Question: How do I respond or defuse the argument when the person won't give me a minute to speak I can't get a single word in edge ways. The PA won't stop screaming and calling me names even though I asked her to give me a moment to respond. No matter how calm I stay she will not stop until I run away from her and leave the premises or if I am on the phone with her I have to put the phone down and unplug or switch off so she can stop calling and screaming at me. Please help, thank you.

Response: The problem is that you have identified this behavior as passive-aggressive (PA) and are trying to use methods for PA behavior. Maybe this person is PA in other ways but screaming at you and calling you names is aggressive behavior, not PA behavior. Many people think that aggressive behavior is physical. However, it can also be verbal. In this case, the person is verbally abusive.

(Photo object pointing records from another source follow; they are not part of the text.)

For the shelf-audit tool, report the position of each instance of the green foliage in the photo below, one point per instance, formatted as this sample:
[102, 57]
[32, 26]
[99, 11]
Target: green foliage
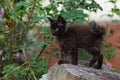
[115, 10]
[34, 71]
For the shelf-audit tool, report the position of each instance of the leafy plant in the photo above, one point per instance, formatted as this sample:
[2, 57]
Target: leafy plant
[109, 52]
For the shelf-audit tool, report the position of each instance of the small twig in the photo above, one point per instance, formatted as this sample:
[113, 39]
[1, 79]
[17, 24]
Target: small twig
[32, 72]
[16, 68]
[43, 48]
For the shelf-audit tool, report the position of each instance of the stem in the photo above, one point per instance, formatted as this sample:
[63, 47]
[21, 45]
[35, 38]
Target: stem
[43, 48]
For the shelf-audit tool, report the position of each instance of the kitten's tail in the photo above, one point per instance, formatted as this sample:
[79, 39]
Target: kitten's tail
[100, 31]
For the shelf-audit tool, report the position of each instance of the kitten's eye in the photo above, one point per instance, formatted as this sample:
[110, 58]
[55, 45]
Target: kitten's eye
[56, 29]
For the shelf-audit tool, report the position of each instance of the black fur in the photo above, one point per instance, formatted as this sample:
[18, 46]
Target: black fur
[70, 38]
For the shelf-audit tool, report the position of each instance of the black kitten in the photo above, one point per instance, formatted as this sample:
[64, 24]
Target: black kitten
[70, 38]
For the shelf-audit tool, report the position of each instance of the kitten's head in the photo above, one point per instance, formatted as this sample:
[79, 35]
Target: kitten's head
[58, 26]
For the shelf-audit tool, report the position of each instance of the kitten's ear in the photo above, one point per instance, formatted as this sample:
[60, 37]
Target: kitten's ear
[61, 19]
[50, 19]
[92, 23]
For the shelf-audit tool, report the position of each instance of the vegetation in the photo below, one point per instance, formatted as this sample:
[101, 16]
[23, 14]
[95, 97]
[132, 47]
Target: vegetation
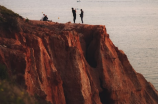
[12, 93]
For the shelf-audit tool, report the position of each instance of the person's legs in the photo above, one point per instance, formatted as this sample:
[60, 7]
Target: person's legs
[74, 19]
[82, 19]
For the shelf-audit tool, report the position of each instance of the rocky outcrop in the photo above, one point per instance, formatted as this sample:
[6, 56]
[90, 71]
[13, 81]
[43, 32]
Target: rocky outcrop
[72, 64]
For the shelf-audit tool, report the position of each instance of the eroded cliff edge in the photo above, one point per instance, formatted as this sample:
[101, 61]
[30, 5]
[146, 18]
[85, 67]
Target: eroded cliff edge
[70, 63]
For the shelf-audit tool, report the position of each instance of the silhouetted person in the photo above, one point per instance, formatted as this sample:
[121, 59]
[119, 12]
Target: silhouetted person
[74, 14]
[81, 15]
[45, 18]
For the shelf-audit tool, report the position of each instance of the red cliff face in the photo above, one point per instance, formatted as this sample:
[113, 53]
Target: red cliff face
[72, 64]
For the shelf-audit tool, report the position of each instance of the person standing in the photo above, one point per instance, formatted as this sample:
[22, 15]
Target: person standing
[81, 15]
[74, 14]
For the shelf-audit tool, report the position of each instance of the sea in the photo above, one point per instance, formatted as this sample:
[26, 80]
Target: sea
[131, 24]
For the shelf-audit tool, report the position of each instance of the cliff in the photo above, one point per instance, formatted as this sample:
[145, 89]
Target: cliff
[70, 63]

Your question indicates that you are trying to use reason to manage an aggressive person. However, often that cannot be done especially if the person won't listen to reason. Although you are asking for an alternative solution, the most important thing is to protect yourself from aggressive behavior. So you are doing the right thing by leaving the situation or hanging up the phone.

However, I assume that you have an ongoing relationship with this person and are looking for a solution so that she would be more responsive and less hostile. Unfortunately, that requires her cooperation and willingness to make changes.

It is possible that your method could have some effect if you do it immediately and every time. So rather than trying to reason with her, hang up or leave at the first sign of her aggression. Use the same statement every time you leave or hang up so that eventually she may hear it and come to realize that she can only have a relationship with you if she stops screaming and calling you names. For instance, "We can visit later when you calm down" or "I won't tolerate you screaming and calling me names." Don't worry about whether she hears you, but take immediate action.